As wireless networking continues to edge wired Ethernet towards the margins, the same worries that once prevailed on the wire have migrated to the WLAN. Among these concerns is Network Access Control (NAC). Traditionally, NAC has been a stand-alone service that you "point" a given VLAN or set of users at. Interactions between the NAC system and network switches provide on-ramps to the network, or quarantine users when their computers don't pass muster based on requirements for antivirus, operating system patches, user credentials or other parameters. The entire process has tended to be external to WLAN hardware, even when wireless clients are being controlled. A newly announced partnership between Aruba Networks and Impulse Point puts a fresh spin on the NAC process, and leverages the best of both company's feature sets.
As an Impulse Point customer, I am quite familiar with the company's Safe Connect NAC system. In my environment, Safe Connect operates as a managed service that interacts with our Cisco 6500 switches to write and update dynamic access rules for wireless clients on our Cisco WLAN, based on client status as reported by the system's lightweight agent. If a client is healthy and has the agent, it's allowed on the network in accordance with granular policies that map to specific Active Directory groups for our clients. If the agent isn't present or the client fails to meet an access requirement, the client is shunted off for remediation and eventual reinstatement.
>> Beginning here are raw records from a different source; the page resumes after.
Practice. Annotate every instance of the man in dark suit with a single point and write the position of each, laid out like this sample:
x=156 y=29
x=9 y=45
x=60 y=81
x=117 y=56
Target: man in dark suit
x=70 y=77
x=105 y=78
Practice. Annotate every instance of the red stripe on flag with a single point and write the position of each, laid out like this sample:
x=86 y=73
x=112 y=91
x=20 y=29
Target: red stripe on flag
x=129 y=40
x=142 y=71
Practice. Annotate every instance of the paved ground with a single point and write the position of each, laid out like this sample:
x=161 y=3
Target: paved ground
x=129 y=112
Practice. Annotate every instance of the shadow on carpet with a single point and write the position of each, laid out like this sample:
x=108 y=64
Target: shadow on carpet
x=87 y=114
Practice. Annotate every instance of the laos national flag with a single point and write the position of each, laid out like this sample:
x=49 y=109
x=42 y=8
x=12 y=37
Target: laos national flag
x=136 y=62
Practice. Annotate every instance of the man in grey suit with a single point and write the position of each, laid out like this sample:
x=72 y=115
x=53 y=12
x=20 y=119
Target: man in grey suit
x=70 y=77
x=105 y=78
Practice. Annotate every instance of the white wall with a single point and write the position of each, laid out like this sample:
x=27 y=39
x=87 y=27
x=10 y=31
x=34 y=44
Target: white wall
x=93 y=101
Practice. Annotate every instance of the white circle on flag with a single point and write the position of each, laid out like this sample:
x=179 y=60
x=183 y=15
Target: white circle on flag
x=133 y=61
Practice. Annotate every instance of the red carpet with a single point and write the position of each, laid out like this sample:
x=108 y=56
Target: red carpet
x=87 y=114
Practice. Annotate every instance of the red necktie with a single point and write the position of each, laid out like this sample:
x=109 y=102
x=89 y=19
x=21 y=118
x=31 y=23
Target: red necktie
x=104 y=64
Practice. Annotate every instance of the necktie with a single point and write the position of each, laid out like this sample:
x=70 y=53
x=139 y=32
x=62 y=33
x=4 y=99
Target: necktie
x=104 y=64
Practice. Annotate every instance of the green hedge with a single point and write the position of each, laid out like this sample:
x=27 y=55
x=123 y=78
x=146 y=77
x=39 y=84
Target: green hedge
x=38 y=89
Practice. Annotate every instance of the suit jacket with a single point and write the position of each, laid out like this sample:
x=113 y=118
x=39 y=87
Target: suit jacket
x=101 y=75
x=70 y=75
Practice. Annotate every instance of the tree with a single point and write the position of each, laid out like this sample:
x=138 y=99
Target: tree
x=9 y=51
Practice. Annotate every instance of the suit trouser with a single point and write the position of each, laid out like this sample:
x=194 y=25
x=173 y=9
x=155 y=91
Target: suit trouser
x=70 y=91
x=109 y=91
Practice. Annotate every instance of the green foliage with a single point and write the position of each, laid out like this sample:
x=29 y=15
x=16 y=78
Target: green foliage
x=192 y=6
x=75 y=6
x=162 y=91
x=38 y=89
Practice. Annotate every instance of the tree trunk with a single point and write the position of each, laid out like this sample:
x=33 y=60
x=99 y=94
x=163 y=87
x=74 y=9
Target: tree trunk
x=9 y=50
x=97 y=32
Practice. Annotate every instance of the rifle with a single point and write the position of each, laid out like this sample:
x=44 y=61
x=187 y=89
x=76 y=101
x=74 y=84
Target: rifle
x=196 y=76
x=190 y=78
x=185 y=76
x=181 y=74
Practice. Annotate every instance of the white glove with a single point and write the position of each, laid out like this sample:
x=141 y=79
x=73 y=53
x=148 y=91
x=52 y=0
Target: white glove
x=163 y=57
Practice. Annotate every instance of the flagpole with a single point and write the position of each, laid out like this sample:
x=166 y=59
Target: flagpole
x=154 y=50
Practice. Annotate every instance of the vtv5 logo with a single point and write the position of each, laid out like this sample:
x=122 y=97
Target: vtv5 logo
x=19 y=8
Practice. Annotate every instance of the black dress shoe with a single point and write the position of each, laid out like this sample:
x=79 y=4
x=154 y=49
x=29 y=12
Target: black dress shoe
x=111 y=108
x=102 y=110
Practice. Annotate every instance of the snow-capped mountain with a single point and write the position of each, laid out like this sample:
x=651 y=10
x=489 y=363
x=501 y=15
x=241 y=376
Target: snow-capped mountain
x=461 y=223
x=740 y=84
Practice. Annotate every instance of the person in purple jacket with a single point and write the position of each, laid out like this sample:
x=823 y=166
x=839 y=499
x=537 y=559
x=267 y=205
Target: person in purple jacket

Because Safe Connect works directly with our core network boxes, the complexities of VLAN steering and manipulation that other NAC solutions rely on are not a factor. However, there is no totally free lunch: under heavy loads we do see occasional, and significant, increases in resource utilization on our 6500s, where Safe Connect works its per-client magic writing ever-changing access lists.
Aruba Networks is not the biggest fish in the WLAN pond, but the company is gaining market share and plays in the same customer and distribution spaces as Impulse Point. Aruba's roll-based control for wireless clients is popular with customers who rely on the integrated Policy Enforcement Firewall (PEF) in the company's mobility controllers to keep the wireless client mixture sorted and in compliance with operational policy.
By now, you may have guessed where this is going. Impulse Point and Aruba now communicate thanks to the latest version of code for each product. Wireless clients with the Safe Connect agent on the Aruba WLAN still report to the NAC appliance, which can dynamically manipulate Aruba's PEF directly. This makes for a tighter system integration and leaves core boxes alone to route and switch. I spoke with Dennis Muley, president of Impulse Point, about the partnership. He sees Aruba's PEF is a natural fit for control by the Safe Connect NAC system that enforces full-time, real-time usage control via the firewall. Rather than have users placed in a quarantine VLAN where they can still see each other, the firewall approach means users get just enough access to reach remediation servers.
The integration between Impulse and Aruba isn't exclusive. Muley has his sights on other wireless providers. "The Aruba firewall for us is just another aggregation and control point. We're hoping to expand on this sort of integration and work with other wireless systems directly for NAC in the near future," says Muley. Sounds good to me.